I took the opportunity to change things up. In Sex Sleep Eat Drink Dream: A Day in the Life of Your Body, Jennifer Ackerman writes:
Studies show that alertness and memory, the ability to think clearly and to learn, can vary by between 15 and 30 percent over the course of a day. Most of us are sharpest some two and a half to four hours after waking. For early risers then, concentration tends to peak between 10 A.M. and noontime, along with logical reasoning, and the ability to solve complex problems.
Knowing this, I tried flipping some things around. At the end of every day I now take time to reflect on my situation, and plan a single Most Important Task for the next day: What is the one thing that I can accomplish which pushes the ball forward more than anything else? This becomes my highest priority. I start first thing after meditation. If all goes well, I don’t come up for air until task completion, or at least significant progress, is celebrated. During this period I ignore miscellaneous work issues that arise, as well as any attention splitting side tasks.
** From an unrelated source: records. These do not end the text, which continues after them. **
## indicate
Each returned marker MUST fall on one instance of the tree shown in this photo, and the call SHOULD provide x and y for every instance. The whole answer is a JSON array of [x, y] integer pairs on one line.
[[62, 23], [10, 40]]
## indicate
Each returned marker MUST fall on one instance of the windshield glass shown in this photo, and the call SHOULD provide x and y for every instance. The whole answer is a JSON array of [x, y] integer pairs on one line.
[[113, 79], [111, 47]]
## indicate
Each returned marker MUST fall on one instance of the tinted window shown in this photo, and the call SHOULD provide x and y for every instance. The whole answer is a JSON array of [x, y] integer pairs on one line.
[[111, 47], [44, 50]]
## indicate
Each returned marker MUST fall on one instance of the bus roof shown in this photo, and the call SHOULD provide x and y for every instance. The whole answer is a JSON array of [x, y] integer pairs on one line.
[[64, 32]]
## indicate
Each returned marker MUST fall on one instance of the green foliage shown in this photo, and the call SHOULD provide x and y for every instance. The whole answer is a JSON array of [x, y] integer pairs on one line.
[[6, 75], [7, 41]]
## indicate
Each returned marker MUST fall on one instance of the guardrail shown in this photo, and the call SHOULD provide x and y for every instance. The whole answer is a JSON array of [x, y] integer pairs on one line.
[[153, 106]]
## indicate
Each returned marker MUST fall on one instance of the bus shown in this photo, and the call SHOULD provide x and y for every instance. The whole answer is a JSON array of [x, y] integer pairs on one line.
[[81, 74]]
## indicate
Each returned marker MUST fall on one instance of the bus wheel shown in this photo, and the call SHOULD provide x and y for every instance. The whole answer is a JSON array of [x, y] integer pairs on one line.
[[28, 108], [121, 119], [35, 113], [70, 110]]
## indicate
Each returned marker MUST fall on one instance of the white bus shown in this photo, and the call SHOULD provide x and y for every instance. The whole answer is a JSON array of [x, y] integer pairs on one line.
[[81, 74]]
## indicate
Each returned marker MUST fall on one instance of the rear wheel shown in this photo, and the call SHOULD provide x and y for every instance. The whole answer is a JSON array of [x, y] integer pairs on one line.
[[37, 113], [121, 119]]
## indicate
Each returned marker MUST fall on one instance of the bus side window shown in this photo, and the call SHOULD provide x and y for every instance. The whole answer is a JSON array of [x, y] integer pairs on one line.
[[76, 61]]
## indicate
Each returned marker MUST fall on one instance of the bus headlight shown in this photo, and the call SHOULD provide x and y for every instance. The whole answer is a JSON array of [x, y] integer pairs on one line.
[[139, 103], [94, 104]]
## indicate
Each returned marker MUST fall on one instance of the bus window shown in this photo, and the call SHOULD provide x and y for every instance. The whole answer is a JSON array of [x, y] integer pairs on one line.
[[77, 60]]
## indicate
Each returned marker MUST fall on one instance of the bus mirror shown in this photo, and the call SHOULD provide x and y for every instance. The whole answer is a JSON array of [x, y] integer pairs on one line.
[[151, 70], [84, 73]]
Upon establishing my MIT habit I realized that much of my typical work — writing code, responding to “emergencies” — could now be done by others, or sometimes not done at all. Conversely, some of the most valuable work that I could do — planning and prioritizing — was not receiving sufficient attention. Planning an MIT separates the tasks where I uniquely can add value from those that I am better off delegating to others, or just dropping entirely.
The habits of effective people vary significantly and there is probably no “one true way”. Scott Adams follows a relatively strict daily regimen which he finds optimizes for available energy and maximizes creative output. Meanwhile, Marc Andreessen prefers to eliminate scheduling from his life entirely. This allows him to maximize chances for serendipity, and free up resources which can then be deployed when a truly great opportunity reveals itself. Routines can be great for executing a plan or honing a skill, but are rigid. They make it difficult to respond to a rapidly changing landscape.
Imagine yourself as a kind of riverbed through which the liquid of life flows. Your goal is to allow as much of this nourishing elixir to flow through you as possible, thereby harnessing and directing its energy. But unlike how water flowing over dirt carves its own path, you need to adjust your shape to match the flow. Most of the time, the flow of life is stable and you can settle into a comfortable capturing arrangement. Once in a while, the waters shift. How will you adjust to these shifts? How will you become aware of them?
Moving to a different city and transitioning to working from home was a powerful catalyst for re-evaluating my routines. I realized that the way I was working was no longer a good match for the kind of work I needed to do. I also realized that it was not necessary for me to move across the country to figure this out. Back in Chicago, for example, I could have more formally tried working from home for the first half of some days. I could have worked one day a week at a coffee shop. I could have tried working without internet for a few hours a day. And maybe you can try these things, too.
To do your best work, you need to adapt to the changing demands and capabilities of your craft. How do you know when the time has come? Maybe you cannot, but if you experiment you may stumble upon improvements. Regularly force yourself into unfamiliar situations. Try new things and be open to change. Periodically evaluate how you spend your time. Occasionally one of these experiments will bear fruit and you can make a more permanent adjustment; once again letting the waters flow.